Here it is suggested to detect intrusion in the big LHC computing grid [which could be used for crypto mining and massive hash table calculations.]
Here they learned normal scientific traffic and some malware traffic from known malware and were able to detect well better than 95%
As our traffic is more diverse than some experimental data gathered from esoteric sensors, I guess that the detection rates are worse in real world, but I think it is the best one can do, provided there are some computing resources left.
So as there are also light weight AI approaches for the embedded world, e.g. classification of cars, people and so on from video images, in a driver assistant system one could think about having some watchdog VM classifying the traffic in Qubes, and grabbing some metrics of /proc and /sys of the VMs so irregularities could be detected much better than if a guru sets up a snort.

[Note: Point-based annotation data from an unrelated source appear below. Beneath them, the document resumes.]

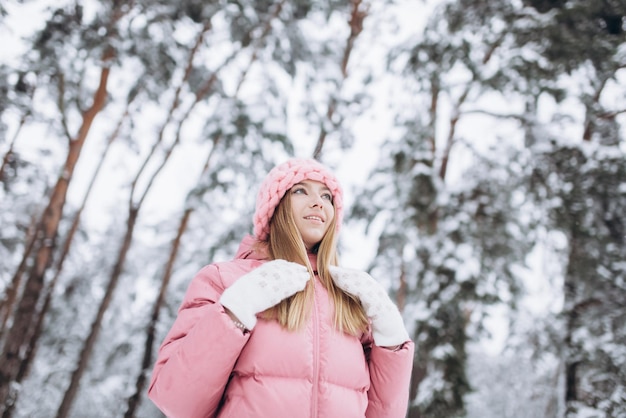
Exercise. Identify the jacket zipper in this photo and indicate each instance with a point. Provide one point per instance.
(316, 346)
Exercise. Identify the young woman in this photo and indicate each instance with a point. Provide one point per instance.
(281, 331)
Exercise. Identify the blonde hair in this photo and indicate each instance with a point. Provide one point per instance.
(285, 242)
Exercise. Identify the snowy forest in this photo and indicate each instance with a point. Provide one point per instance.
(480, 143)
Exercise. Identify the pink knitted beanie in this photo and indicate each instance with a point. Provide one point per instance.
(280, 179)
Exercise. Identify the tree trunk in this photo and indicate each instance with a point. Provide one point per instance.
(146, 363)
(22, 329)
(357, 16)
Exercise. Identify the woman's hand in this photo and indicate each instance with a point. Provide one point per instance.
(263, 288)
(387, 324)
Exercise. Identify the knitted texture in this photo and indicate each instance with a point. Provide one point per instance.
(280, 179)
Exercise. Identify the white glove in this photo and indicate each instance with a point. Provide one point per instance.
(387, 324)
(263, 288)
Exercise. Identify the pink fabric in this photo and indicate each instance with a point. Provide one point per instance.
(280, 179)
(206, 367)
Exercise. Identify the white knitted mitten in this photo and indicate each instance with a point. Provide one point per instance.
(387, 324)
(263, 288)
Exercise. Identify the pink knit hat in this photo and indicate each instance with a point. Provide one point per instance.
(280, 179)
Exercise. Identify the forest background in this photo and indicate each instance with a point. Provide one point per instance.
(480, 144)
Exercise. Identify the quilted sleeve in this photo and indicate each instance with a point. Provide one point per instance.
(390, 376)
(196, 358)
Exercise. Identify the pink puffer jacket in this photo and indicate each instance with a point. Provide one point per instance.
(207, 367)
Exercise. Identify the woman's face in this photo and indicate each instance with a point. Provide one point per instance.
(312, 209)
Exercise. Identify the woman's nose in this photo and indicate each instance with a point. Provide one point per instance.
(317, 201)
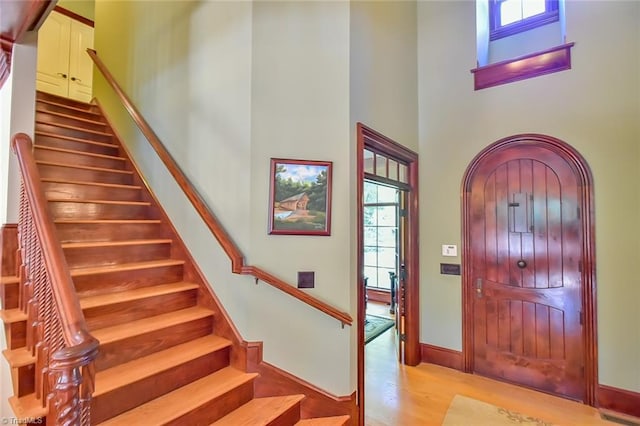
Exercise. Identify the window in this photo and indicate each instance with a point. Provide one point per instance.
(508, 17)
(381, 214)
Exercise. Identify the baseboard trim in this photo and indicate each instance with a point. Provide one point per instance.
(274, 381)
(619, 400)
(441, 356)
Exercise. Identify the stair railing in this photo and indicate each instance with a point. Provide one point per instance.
(231, 249)
(57, 334)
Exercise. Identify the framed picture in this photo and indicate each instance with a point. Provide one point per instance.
(300, 199)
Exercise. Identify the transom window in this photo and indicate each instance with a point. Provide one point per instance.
(381, 215)
(510, 17)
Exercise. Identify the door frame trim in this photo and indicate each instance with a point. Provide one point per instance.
(588, 277)
(376, 142)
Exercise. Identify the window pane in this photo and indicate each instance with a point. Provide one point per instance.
(370, 235)
(387, 216)
(403, 174)
(368, 161)
(386, 194)
(533, 7)
(381, 165)
(383, 278)
(387, 257)
(370, 217)
(370, 193)
(510, 11)
(372, 276)
(387, 237)
(370, 256)
(393, 170)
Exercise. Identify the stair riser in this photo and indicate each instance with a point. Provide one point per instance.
(47, 117)
(95, 211)
(122, 313)
(44, 154)
(217, 408)
(93, 284)
(10, 294)
(73, 232)
(72, 173)
(134, 394)
(23, 379)
(74, 191)
(66, 101)
(100, 256)
(289, 417)
(44, 140)
(16, 334)
(43, 106)
(74, 133)
(119, 352)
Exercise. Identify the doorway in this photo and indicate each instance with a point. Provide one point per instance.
(392, 170)
(528, 278)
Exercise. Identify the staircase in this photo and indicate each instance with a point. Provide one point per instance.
(166, 355)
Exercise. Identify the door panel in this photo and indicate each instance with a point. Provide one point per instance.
(80, 64)
(53, 55)
(525, 247)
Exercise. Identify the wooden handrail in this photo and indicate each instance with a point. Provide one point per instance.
(69, 366)
(230, 248)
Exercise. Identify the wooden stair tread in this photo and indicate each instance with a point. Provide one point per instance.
(9, 316)
(106, 221)
(76, 152)
(132, 371)
(90, 183)
(77, 272)
(135, 294)
(79, 129)
(113, 202)
(118, 243)
(77, 166)
(73, 117)
(75, 139)
(18, 357)
(65, 105)
(9, 279)
(27, 407)
(118, 332)
(324, 421)
(259, 411)
(183, 400)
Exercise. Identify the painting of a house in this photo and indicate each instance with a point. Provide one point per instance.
(300, 197)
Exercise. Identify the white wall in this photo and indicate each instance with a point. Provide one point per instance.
(300, 110)
(593, 107)
(17, 114)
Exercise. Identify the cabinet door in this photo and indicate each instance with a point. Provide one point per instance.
(80, 64)
(53, 55)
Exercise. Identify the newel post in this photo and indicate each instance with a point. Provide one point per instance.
(71, 383)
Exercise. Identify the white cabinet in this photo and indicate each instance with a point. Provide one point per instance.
(64, 67)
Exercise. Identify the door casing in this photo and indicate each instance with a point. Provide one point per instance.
(588, 281)
(368, 138)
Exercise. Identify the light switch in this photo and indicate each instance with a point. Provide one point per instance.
(449, 250)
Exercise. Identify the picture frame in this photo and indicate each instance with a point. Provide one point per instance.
(300, 197)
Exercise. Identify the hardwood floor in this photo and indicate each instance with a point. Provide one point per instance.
(398, 395)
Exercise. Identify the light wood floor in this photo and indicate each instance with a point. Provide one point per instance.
(397, 395)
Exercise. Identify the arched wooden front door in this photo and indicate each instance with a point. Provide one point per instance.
(528, 279)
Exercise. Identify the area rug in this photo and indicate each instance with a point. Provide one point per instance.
(375, 326)
(464, 411)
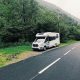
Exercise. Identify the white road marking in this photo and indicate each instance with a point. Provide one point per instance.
(67, 52)
(40, 72)
(43, 70)
(34, 77)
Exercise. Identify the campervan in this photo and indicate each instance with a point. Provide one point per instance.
(46, 40)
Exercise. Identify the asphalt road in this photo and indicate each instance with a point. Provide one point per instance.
(57, 64)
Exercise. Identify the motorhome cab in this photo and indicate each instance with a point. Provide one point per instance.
(46, 40)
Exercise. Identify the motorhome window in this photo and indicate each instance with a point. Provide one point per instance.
(40, 37)
(47, 39)
(57, 36)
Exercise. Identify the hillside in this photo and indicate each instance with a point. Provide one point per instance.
(58, 10)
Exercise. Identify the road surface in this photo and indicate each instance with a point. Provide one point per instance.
(57, 64)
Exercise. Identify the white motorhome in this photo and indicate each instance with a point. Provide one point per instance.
(46, 40)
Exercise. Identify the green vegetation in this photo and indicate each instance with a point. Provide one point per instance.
(20, 20)
(68, 43)
(15, 50)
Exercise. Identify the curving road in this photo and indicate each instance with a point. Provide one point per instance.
(57, 64)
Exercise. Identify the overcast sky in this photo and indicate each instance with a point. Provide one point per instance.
(71, 6)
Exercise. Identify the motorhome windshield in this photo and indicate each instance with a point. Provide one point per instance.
(40, 39)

The intrusion detection system of Gomez’ Thesis can be found here:
Maybe one wants to do a masters thesis using Qubes and the approach of Arhuaco…
Would it not be possible to couple any such tool with a blockchain that is run locally? A blockchain that need a hardware key to run, so any tampering will lead it to stop & hence trigger a warning.
At some point soon systems like that should be available, there are some for storing logs already but as far as I know they’re not running locally.